The Standardization Problem
In an ideal world, Framework’s laptop would serve as an exemplar of how to make a laptop that’s modular. Other third-party companies would start making modules that are compatible with it and eventually, several major laptop makers would agree to a similar standard and the industry would fall in line.
In reality, there would have to be massive demand for the Framework laptop or one similar to it before the laptop market would shift in this direction. Modular laptops are solving a problem that the laptop industry doesn’t have and as long as users also don’t have this problem, modularity won’t be a high priority.
Desktop Modularity Wasn’t Easy
While we take standard desktop PC components for granted these days, getting to these points wasn’t a smooth or easy process. In the early days of the personal computer, everyone did their own thing. Think of computers like the Apple II or the Commodore 64. They existed within their own hardware ecosystems.
With the advent of computers like the IBM PC and IBM PC clones, we eventually reached the open PC hardware market of today. Industry players fund the development of standards when it comes to motherboards, expansion cards, and computer cases. Despite this, there are still problems, as anyone who has tried to fit a too-long GPU card into their PC can tell you.
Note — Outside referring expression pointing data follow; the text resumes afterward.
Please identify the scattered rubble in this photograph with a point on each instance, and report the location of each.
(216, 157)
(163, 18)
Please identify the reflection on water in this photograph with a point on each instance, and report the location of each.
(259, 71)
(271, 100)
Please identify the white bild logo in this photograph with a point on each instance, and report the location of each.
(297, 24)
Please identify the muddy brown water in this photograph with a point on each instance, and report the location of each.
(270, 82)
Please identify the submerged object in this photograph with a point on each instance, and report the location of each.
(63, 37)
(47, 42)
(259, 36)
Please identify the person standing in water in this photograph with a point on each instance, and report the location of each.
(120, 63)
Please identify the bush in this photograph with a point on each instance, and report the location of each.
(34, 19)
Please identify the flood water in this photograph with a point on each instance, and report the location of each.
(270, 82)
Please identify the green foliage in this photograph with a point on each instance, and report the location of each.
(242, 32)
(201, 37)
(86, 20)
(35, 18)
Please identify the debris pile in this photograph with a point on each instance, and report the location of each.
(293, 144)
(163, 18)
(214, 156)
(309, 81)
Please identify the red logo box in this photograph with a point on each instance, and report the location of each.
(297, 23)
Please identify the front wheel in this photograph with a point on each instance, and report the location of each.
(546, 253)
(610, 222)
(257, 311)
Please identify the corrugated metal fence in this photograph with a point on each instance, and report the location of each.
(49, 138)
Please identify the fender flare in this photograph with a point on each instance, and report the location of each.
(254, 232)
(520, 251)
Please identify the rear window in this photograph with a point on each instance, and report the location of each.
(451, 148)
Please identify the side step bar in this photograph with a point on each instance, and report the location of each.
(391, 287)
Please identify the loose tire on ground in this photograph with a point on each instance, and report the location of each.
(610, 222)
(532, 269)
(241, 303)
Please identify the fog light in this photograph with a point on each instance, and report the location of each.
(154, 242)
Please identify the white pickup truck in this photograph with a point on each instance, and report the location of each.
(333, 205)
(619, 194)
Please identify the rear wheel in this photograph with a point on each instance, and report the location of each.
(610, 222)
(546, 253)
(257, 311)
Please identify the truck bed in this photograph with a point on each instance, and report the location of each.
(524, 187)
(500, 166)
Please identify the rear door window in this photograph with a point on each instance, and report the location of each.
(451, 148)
That’s not to say there are no laptop hardware standards. There have been many standards for laptop components over the years and that’s still true today. Laptop RAM modules, 2.5″ drives, and PCMCIA cards are all examples of this.
Laptop Designs Are Tough to Standardize
One of the reasons it’s hard to create standards for laptop hardware is that laptops are a tough design challenge. A laptop designer has to figure out how to manage thermals, power, weight, and ergonomics in such a way that you’ve actually got a usable computer that fits in a backpack or shoulder bag.
Ultimately, the easiest way to do this is by customizing your hardware to the exact needs of the design. Laptops have to fit into places desktop computers don’t and they are both a computer and an ergonomic object.
Full Modularity May Mean Worse Laptops
Another important point to consider is that laptop makers compete intensely to fit more power into smaller and lighter computers. If modular laptops became standardized enough for mainstream adoption, this race to push mobile computers to the limit would be more limited.
Apple MacBook Air M1
The M1 MacBook Air packs nearly all of the performance of its MacBook Pro sibling, but at a much lower price and without any possibility of fan noise.
In other words, we’d have to choose between laptops that are easier to upgrade, repair, and use for long periods of time, as opposed to laptops that are incredibly thin and light, but practically disposable. Looking at how popular ultrabooks with zero modularity are, that doesn’t seem like a sacrifice most people would want to make.